Crisis Pregnancy Centers are problematic on many levels: they often engage in deceptive practices, setting up shop near abortion providers to confuse women, handing out medically inaccurate information and sometimes even coercing patients.
Many are Christian conversion clearinghouses in disguise , as well.
One such “Christ-centered ministry” in Vermont, part of a national umbrella network of Christian CPCs, got rejected for a federal loan for a variety. Now they are suing, as Sofia Resnick reports:
Care Net is a self-described “pregnancy resource center” that works to prevent abortion by offering an array of services, including free pregnancy tests, parenting classes, and counseling.

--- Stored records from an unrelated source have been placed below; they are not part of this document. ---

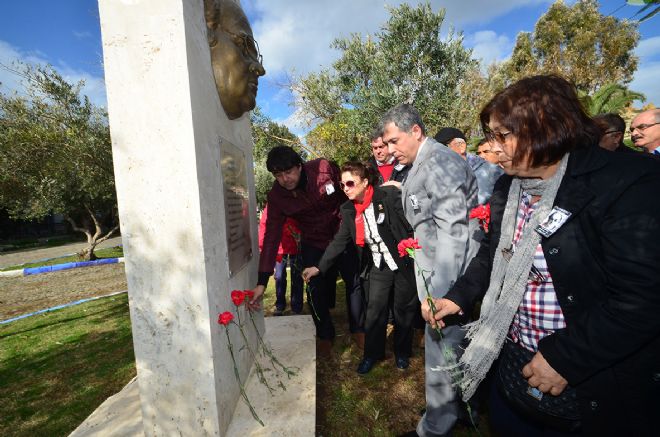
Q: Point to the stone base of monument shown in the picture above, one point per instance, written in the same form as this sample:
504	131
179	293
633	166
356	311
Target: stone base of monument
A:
285	413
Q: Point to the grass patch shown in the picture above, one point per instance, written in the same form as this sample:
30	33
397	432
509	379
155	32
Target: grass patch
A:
110	252
57	368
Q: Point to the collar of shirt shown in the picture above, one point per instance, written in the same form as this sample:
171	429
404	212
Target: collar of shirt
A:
389	162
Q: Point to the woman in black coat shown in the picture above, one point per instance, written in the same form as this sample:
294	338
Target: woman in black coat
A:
569	275
373	220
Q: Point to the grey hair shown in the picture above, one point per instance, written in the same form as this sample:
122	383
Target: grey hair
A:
376	133
404	116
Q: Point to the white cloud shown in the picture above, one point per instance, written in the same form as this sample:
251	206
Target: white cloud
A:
296	34
489	46
648	48
94	86
646	82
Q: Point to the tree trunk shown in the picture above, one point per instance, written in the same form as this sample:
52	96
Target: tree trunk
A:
94	237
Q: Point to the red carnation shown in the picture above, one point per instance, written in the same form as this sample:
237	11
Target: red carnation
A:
225	318
482	213
238	297
408	246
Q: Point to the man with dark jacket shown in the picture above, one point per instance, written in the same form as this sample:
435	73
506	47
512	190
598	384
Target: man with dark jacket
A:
309	193
384	162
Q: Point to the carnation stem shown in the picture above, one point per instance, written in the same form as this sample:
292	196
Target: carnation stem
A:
273	359
257	365
238	379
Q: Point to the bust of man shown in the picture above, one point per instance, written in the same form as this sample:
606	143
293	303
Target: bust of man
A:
235	56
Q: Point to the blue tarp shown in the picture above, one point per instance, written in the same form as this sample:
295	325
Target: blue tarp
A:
66	266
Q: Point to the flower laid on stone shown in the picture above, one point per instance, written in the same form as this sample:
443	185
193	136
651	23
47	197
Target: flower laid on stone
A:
225	319
239	297
482	213
249	294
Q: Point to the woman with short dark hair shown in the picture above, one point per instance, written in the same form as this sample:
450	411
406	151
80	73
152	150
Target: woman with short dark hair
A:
373	221
569	275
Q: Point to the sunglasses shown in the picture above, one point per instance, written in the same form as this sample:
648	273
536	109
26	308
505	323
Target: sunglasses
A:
500	137
535	274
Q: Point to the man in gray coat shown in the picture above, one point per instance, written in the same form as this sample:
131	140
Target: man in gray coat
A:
437	196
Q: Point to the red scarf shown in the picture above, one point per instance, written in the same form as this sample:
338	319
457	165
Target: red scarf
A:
359	218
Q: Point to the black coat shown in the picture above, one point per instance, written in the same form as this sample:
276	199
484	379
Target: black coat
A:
394	228
399	172
605	266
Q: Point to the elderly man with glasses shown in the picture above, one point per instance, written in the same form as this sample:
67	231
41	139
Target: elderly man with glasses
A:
612	127
645	131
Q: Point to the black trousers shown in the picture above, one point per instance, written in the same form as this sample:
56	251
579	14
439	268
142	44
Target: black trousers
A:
348	265
386	285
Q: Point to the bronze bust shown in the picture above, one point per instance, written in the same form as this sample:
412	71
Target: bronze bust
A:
235	57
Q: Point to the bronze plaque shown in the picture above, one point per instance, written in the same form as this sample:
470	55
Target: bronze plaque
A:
237	206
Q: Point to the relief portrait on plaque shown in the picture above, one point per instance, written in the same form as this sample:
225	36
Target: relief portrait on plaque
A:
237	63
237	206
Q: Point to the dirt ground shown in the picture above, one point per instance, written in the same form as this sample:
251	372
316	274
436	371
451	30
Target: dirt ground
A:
32	255
24	294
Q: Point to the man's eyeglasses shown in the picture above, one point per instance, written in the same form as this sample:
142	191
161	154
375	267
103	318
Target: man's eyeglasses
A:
642	127
248	46
535	274
500	137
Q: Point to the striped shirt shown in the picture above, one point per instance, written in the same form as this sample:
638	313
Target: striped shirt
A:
539	313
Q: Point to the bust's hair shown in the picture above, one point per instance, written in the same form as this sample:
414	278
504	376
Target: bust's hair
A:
545	116
282	158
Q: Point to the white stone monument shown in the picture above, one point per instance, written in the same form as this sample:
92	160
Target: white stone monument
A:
183	171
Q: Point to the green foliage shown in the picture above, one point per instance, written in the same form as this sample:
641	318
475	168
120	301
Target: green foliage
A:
337	138
110	252
57	368
267	134
56	155
578	42
406	61
610	98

The USDA denied the group’s loan request due to the “inherently religious” nature of some of its programming.
Care Net’s most troubling offering, as far as USDA officials were concerned, was a rewards-based learning program called “Learn to Earn,” wherein expectant parents had to take a certain number of parenting and Bible study classes in order to receive free baby supplies. (Care Net’s executive director has said the center has since suspended the Bible study requirement.) The center also offers, according to a brochure, a “bible centered program” called “Post Abortive Teaching and Healing” that “enables women to process their abortion-related experiences and emotions with the goal of healing and recovery.” In addition, Care Net conducts an abstinence-only sex-education class called “Why Am I Tempted?” or WAIT.
Sounds like some of these offerings might have been a bit of a violation of the whole “church and state” thing, which is why the initial loan request was denied:
On the advice of its legal department, the USDA concluded that were the agency to engage in a long-term borrower-lender relationship with Care Net, there was a potential for “excessive government entanglement with religion,” which the Supreme Court has decided is a violation of the First Amendment’s establishment clause.
In a May 2011 memo, USDA Office of the General Counsel attorney adviser Virginia Henning wrote that though Care Net’s non-religious activities were eligible for financial assistance under the federal agency’s program rules, it would be difficult for the USDA to “accurately prorate the amount of time and space used in this facility for religious education” and would thus require “extensive monitoring” from the USDA to make sure the center was not engaging in too much religious activity.
The case is going back to court to see if ‘he loan denial on the basis of the group’s religious activities violated Care Net’s constitutional rights to free speech and equal protection” but as Resnick notes, this is a case that the group hopes will very much open the door for more federal funding for religious groups.